Он перекатывал ее, все грани ощущая. Он, словно ювелир, граня алмаз огромный, боялся ошибиться. Менял порядок слов и знаки препинанья. Все лучше фраза становилась. Отточено граненой. Почти что гениальной. Он шлифовал ее еще, пока она не заблистала.
Но не скопировал, приехав, на бумагу. Бывает так, пока в тебе слова живут — они как птицы в небе. Как будто журавли. Когда тоскуют, улетая. Красивые, воздушные и нежные, как пух. А перенесешь их на бумагу — и улетело, словно сдулось, настроенье. Исчезло вслед за журавлями. Давно блокнот с собой он не носил.
Пытался вспомнить настроенье. В местах, где проезжал, когда явилось предложенье, оглядывал поля. Околки, перелески. Надеясь взглядом зацепиться и вспомнить что-нибудь. Одно лишь слово только, настроенье, одно движение к нему. Но все впустую. Бесполезно.
Исчезнувшей любви осталось ощущенье. Еще вчера она жила, собой пространство заполняя, желаешь прикоснуться — руку протяни. Сегодня нет ее с тобой. Когда еще заполнишь место это. Когда запомнишь это чувство.
“Под сорок мне, — он думал, — пора, наверно, прекращать метания души, терзания искусством, депрессии, запой и остальные вещи, которые богемными болваны называют, а суть бездарность только и временеубийство”.
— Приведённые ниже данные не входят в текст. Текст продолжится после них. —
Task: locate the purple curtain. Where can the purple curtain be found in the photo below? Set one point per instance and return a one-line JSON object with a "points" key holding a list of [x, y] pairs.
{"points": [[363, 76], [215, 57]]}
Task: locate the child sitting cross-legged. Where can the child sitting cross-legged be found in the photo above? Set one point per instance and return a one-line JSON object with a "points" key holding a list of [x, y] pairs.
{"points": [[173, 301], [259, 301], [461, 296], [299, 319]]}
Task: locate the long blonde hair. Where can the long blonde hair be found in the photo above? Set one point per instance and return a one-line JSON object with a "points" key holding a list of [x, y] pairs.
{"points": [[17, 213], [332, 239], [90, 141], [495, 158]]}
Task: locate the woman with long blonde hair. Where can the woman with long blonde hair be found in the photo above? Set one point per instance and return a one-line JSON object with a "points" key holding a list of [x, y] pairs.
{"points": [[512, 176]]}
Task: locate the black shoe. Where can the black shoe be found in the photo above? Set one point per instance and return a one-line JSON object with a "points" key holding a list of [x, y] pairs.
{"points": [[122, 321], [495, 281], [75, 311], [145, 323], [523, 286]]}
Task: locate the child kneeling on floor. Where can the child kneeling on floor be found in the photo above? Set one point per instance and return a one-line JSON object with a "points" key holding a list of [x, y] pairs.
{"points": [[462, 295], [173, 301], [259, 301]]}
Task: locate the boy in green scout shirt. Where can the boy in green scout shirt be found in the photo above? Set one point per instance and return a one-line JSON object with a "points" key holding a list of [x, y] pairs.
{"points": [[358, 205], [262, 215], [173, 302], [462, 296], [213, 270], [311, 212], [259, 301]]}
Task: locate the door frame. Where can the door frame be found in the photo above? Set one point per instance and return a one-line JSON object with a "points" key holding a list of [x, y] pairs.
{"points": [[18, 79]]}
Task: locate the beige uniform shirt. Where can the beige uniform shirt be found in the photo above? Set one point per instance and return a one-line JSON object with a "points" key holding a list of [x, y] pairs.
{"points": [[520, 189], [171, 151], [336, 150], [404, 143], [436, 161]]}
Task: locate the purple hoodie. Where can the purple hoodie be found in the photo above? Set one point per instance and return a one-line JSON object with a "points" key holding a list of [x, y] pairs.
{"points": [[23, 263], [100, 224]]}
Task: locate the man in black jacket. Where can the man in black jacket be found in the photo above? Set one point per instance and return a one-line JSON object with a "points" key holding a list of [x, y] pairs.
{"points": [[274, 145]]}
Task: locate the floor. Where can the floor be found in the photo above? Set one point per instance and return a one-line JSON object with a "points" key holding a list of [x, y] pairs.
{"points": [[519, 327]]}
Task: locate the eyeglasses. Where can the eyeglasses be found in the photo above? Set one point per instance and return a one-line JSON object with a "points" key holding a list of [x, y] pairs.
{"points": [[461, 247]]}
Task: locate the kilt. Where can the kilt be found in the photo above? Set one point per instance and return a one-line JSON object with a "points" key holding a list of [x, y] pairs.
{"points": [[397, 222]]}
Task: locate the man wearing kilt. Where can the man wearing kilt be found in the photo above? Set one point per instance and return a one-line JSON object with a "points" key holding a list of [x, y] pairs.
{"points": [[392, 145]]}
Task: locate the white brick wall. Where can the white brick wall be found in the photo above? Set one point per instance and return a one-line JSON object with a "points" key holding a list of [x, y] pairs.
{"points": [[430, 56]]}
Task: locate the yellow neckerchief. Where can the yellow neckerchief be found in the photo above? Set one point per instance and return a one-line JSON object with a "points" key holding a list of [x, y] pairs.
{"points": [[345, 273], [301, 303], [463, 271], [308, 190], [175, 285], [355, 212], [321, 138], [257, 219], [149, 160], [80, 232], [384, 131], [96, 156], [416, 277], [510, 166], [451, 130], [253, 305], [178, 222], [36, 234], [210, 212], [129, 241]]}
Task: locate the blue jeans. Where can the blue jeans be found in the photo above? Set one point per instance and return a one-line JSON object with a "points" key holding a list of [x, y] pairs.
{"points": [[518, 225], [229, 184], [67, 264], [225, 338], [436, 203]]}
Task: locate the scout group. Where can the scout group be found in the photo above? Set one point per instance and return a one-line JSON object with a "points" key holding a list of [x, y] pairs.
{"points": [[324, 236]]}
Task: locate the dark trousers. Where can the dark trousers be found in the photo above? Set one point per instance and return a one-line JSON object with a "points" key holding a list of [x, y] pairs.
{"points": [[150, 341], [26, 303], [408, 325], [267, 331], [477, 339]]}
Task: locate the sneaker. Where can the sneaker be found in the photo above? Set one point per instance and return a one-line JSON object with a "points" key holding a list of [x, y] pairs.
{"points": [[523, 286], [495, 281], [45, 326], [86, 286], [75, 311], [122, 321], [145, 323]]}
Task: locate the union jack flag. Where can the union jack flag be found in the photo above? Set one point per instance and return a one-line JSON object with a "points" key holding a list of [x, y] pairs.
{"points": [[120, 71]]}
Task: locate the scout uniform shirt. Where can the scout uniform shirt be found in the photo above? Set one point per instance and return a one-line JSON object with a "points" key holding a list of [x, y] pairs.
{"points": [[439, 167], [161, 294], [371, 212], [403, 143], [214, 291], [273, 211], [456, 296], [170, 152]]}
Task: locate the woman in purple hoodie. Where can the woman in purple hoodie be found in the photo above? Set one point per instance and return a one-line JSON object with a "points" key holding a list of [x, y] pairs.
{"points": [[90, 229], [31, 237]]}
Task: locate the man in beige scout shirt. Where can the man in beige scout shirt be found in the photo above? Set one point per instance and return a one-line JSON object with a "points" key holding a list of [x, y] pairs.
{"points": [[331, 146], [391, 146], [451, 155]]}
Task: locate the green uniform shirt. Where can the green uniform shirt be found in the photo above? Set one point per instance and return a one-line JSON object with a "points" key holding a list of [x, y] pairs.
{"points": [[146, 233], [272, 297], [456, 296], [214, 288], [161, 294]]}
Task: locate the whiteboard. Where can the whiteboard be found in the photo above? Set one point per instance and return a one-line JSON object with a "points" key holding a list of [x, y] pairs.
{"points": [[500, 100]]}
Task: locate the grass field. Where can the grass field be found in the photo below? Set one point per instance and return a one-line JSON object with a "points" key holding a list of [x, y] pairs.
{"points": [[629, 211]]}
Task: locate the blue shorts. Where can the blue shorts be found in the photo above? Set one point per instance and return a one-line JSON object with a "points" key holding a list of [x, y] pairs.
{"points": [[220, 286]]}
И иногда еще такая мысль в дурную голову вползала: не грех ли, если вдруг, почти случайно, когда в машине он один, вдруг дернет руль на встречную. Лоб в лоб на грузовик. И не успеет отвернуть. Конечно, сам с собой лукавил.
Все оттого, что он бессилен был. Не мог создать он ветер летний, несущий запах сена, пыли, листьев прелых с бензином вперемешку, прозрачный и тугой одновременно, словно простыня после любви и парус белый после боя.
Еще вчера талантлив был. Рвалось, теснилось вдохновение. Он бесконечно мог творить. Ему казалось… И вот одна лишь фраза, забытая к утру, его талант украла. В подвалы памяти бездонной, где все бесследно пропадает, утащила. А сколько там всего! “Пусть пропадает”, — думал он.
“Пора заканчивать”, — подумал. И неожиданно закончил.
Депрессия
От микрорайона в двух шагах раскинулось и высохло болото. А может быть, наоборот. Наоборот, скорей всего. Болото люди осушили и рядом с ним построили дома. Болото не сдалось. Вода весной не уходила. Стояла долго у домов, рождая тучи комаров, во впадины глубокие, хоть с виду небольшие, заманивая местных пацанов. Весны не проходило, чтоб кто-нибудь из них не утонул.
На берегу болота строили плоты. Из средств подручных — гнилые доски, трос железный, гвоздей десяток ржавых и длинный хлипкий шест-весло. Который никому и никогда не помогал. Не спас он никого. Тонули быстро — тяжелая намокшая одежда тянула их ко дну. Оттуда многие из наших не вернулись.
Давно их нет. Зачем я на ночь вспомнил их? Болото видно из окна. Когда мне не работается, смотрю я на него и вижу огоньки, как будто души утонувших пацанов оттуда не ушли. А жгут костры и возлежат, и курят возле них. Пока родители не видят.
Из дома вышел я. Со мной бутылка водки. Стакан, батон и колбаса. Сквозь гаражи и погреба тропинка вьется незаметно. Почти до самого болота. Кто не знаком с ней, тому она конечно же едва видна. А в сумерках, в которых вышел я, ее и вовсе не видать. По старой памяти я двигаюсь по ней. Насколько можно осторожно — здесь погребов и ям заброшенных, травой поросших, так много, что мудрено не оступиться.
За противоположный край болота солнце скрылось. Точнее так — у края самого болота растут деревья небольшие, за них и спряталось оно. Совсем еще не село. Сквозь ветки, листья, паутину тревожным ярко-красным цветом светило мне в лицо. В лицо мне светом било. Багровым, словно кровь.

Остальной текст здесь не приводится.